I threw up my hands at God. Don't you know I am finished? Don't you know I have nothing left to give these needy children? 

"I have given you everything you need for life and godliness." He gently prodded my heart. I didn't want to hear it. I didn't believe Him. He has given me more than I can manage. He doesn't know what it's like to deal with the chaos I have rolled up in the small bodies of my energetic boys. 

Begrudgingly I opened my bible to James. Just because it is my favorite. I skimmed the beginning. I couldn't stomach that count it all joy stuff. I really started at verse 3: "
If any of you lacks wisdom, let him ask God, who gives generously to all without reproach, and it will be given him." Yes God, please, give me wisdom on how to parent these boys through their young years. 
But the next verses really convicted me: 

"But let him ask in faith, with no doubting, for the one who doubts is like a wave of the sea that is driven and tossed by the wind. 
For that person must not suppose that he will receive anything from the Lord;" 

I was doubting. There was no excusing it. 

Every time I repeat my old familiar line, I cannot manage my own children, I am doubting God. Every time I refuse to believe that he has given me everything I need not only to do my life, but to do it with godliness, I doubt him. I fail to trust. I fail to have faith. When I step out in calm waters, its easy to believe that God can give me the wisdom I need to shepherd my children toward his heart. But when the waves of sleepless children and disobedient hearts shake me, I doubt God's plan. I doubt his goodness. I doubt that every small task in my life is a kindness meant to guide my soul closer to his.

This morning I went out skiing.
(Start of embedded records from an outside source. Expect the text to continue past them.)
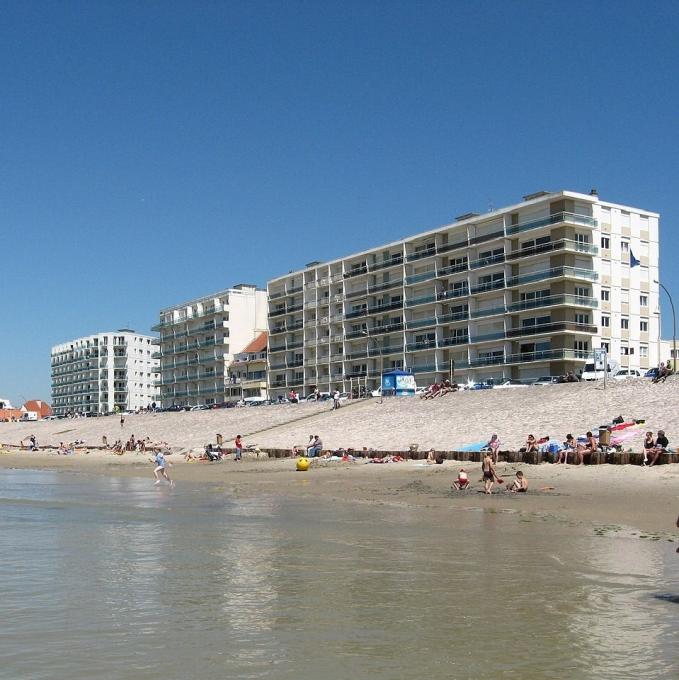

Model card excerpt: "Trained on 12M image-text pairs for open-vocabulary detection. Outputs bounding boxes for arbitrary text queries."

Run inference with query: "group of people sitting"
[643,430,669,466]
[109,435,151,455]
[420,379,459,399]
[653,362,674,384]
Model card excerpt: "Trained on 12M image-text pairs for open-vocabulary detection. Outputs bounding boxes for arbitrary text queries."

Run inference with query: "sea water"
[0,469,678,679]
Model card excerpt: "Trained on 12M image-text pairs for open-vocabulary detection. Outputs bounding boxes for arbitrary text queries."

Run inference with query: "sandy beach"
[2,377,679,536]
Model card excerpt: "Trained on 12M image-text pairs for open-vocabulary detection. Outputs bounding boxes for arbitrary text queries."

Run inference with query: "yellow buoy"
[296,457,310,471]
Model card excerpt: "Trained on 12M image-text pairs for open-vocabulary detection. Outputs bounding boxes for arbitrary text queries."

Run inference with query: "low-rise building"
[226,332,268,401]
[153,284,267,407]
[51,330,159,416]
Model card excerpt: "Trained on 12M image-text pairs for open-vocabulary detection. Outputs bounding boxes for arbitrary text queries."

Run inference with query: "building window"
[575,313,590,325]
[601,236,610,249]
[621,346,634,356]
[575,287,590,298]
[601,342,610,353]
[621,241,630,253]
[640,320,648,332]
[640,346,648,358]
[640,294,648,307]
[621,318,629,330]
[574,340,589,353]
[601,315,610,327]
[601,289,610,301]
[575,233,590,244]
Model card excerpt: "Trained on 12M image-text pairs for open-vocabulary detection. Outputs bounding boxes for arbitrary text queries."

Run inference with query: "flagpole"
[655,280,676,371]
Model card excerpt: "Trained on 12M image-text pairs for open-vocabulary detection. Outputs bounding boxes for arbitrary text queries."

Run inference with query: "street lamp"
[360,330,383,403]
[654,280,676,370]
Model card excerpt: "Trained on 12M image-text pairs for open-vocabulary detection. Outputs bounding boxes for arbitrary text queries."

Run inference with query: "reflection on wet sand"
[1,471,678,680]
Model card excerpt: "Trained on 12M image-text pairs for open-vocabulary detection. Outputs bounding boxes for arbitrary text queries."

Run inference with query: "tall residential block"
[51,330,159,416]
[153,284,267,407]
[266,190,659,397]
I was busy with my boys when my dad popped in and told me the lake was glass. I peeked out the window and confirmed it for myself. Since turning 30, I have decided that the physical work of skiing is only worth it if the water is going to be perfect. But by the time I got in my swimming suit and wet suit, the boys in life jackets, the ski and rope and gloves secured, the glassy water had turned to ripples.

"We'll find smooth water." my dad assured me. I didn't feel confident, but I since I had already done the work of getting out there, I was going. We drove through the ripples, and I decided it wasn't so bad. It wasn't perfect, but it wasn't waves. Then we hit some boat wakes, and my confidence dropped. Would this tired, broken body of mine hold up? As silly as it sounds, I was afraid. Afraid that I would lose control, afraid I would fall in front of my kids. As I started to bounce, I made my way back inside the wake. The waves bounced around me, but in the safety of the wake, my way was smooth. The beauty of the boat is that it slices through the rough water, leaving a smooth path behind for a tired, scared skier like me. I focused on the strength of the boat and it didn't fail to pull me through the rough to the smooth glassy water on the other side of the waves. 

The beauty of trusting in God is that when the troublesome waters of everyday life start to roll, He goes before us. His promises can make the most dangerous waters glassy smooth under our feet. But this wisdom is not granted when we aren't trusting in Him. God is bountiful with his promises and goodness, but we have to receive them. 

Open up your heart dear friend, God's promises are waiting to guide you through your turbulent waters. God has wisdom waiting for any situation, but you must trust in Him to receive it. He can make the water beneath your feet peaceful and smooth even as the waves rage around you. 

In Mark 9, an overwhelmed father brings his demon possessed son to Jesus for healing. May his honest words be the battle cry of every parent who finds their beautiful children to be more than they can manage:

"I believe; help my unbelief!"

Pray it daily. Whisper it in the moments you cannot manage to trust in God's promises through your own power. Shout it when you need to know God hears you. Then be still and know that He is God.